Esattamente ciò che non sembra aver capito Maria Falcone e che non sembra capire anche Gian Carlo Caselli, quando, sempre qualche giorno fa, pur affermando il proprio “basta” alle cosiddette “zone grigie”, invitava Morvillo e la signora Falcone a “superare le tensioni”. Il problema è ben più vasto del “ritrovarsi” in un “comune sentire su temi di fondamentale importanza per il futuro della democrazia”. L'impegno contro il “malaffare” (così come lui l'ha chiamato) non può essere lasciato alle sole parole.
E quei tanti giovani scesi in piazza lo scorso 23 maggio hanno ricordato a tutti proprio questo aspetto.
A proposito cosa pensa Gian Carlo Caselli (con cui in passato abbiamo condiviso tante battaglie e percorsi) delle manganellate fasciste ricevute da studenti e cittadini a Palermo nel giorno della memoria di Falcone?
Forse ci è sfuggito il suo commento e ci auguriamo che possa presto far sentire la propria voce anche sul punto aggiungendosi a quelle voci che hanno condannato quell'azione di censura all'espressione del libero pensiero.
Perché, come ha detto il pm Nino Di Matteo, con quelle manganellate è stato "mortificato un sogno di giustizia e verità".
Sul punto si sono espressi anche ex magistrati, ex giudici, familiari vittime di mafia, giornalisti, insegnanti.

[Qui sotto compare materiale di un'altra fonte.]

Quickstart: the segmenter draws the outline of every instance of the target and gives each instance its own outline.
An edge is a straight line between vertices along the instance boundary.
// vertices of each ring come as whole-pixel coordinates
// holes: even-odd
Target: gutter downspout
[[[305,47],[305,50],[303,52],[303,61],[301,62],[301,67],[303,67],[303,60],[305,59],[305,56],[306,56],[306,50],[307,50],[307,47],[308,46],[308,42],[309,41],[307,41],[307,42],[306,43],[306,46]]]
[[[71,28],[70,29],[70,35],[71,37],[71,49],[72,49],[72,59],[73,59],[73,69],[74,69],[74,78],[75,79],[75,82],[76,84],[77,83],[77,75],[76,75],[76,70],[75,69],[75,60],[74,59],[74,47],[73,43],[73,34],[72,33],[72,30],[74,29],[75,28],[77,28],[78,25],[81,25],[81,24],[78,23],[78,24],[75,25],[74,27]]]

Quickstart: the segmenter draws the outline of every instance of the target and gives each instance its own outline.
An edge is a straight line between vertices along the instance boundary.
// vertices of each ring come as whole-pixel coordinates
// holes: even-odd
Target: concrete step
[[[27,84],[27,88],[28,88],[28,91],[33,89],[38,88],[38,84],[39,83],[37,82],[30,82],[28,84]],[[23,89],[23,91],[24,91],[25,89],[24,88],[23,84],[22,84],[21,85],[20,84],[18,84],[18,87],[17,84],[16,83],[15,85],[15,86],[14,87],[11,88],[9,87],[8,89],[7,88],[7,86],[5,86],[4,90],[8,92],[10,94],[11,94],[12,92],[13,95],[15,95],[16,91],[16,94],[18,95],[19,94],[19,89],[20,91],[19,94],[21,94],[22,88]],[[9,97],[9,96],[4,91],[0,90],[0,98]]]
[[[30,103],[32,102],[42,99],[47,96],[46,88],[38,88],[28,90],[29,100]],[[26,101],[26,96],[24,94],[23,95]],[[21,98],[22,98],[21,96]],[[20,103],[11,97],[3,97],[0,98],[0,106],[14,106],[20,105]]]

Persino l'ex Presidente del Senato Pietro Grasso seppur con qualche giorno di ritardo dai fatti, ha espresso la propria solidarietà  affermando “che non bisogna impedire di manifestare nel nostro Paese anche il dissenso”.
L'ex Procuratore generale di Palermo, ed oggi Senatore, Roberto Scarpinato, ha ufficialmente presentato un'interrogazione parlamentare e precedentemente aveva sottolineato la gravità del fatto ("Quello che è successo ieri, cioè l‘elezione di Chiara Colosimo alla presidenza della commissione Antimafia, è stato il pendant di quello che è accaduto a Palermo. Non era mai successo che la polizia caricasse dei giovani e degli studenti che volevano arrivare fino all’albero di Giovanni Falcone per evitare che potessero disturbare autorità che parlavano sul palco, come il sindaco di Palermo Lagalla, che è stato eletto coi voti di Dell’Utri”).
Ancora condividiamo quanto scritto da Saverio Lodato in questo giornale: “Ben vengano le divisioni” in questo tempo.
Perché “in una città intrisa di mafia come Palermo, che trasuda politica clientelare e affaristica da tutti i suoi pori, pronta a salire sul carro vincente del momento, abituata a fare spallucce di fronte a ogni idea di radicale cambiamento, vivere tutti, uniti e contenti, non significa altro che condannare la città al suo ruolo di città, socialmente parlando, terminale e irriscattabile”.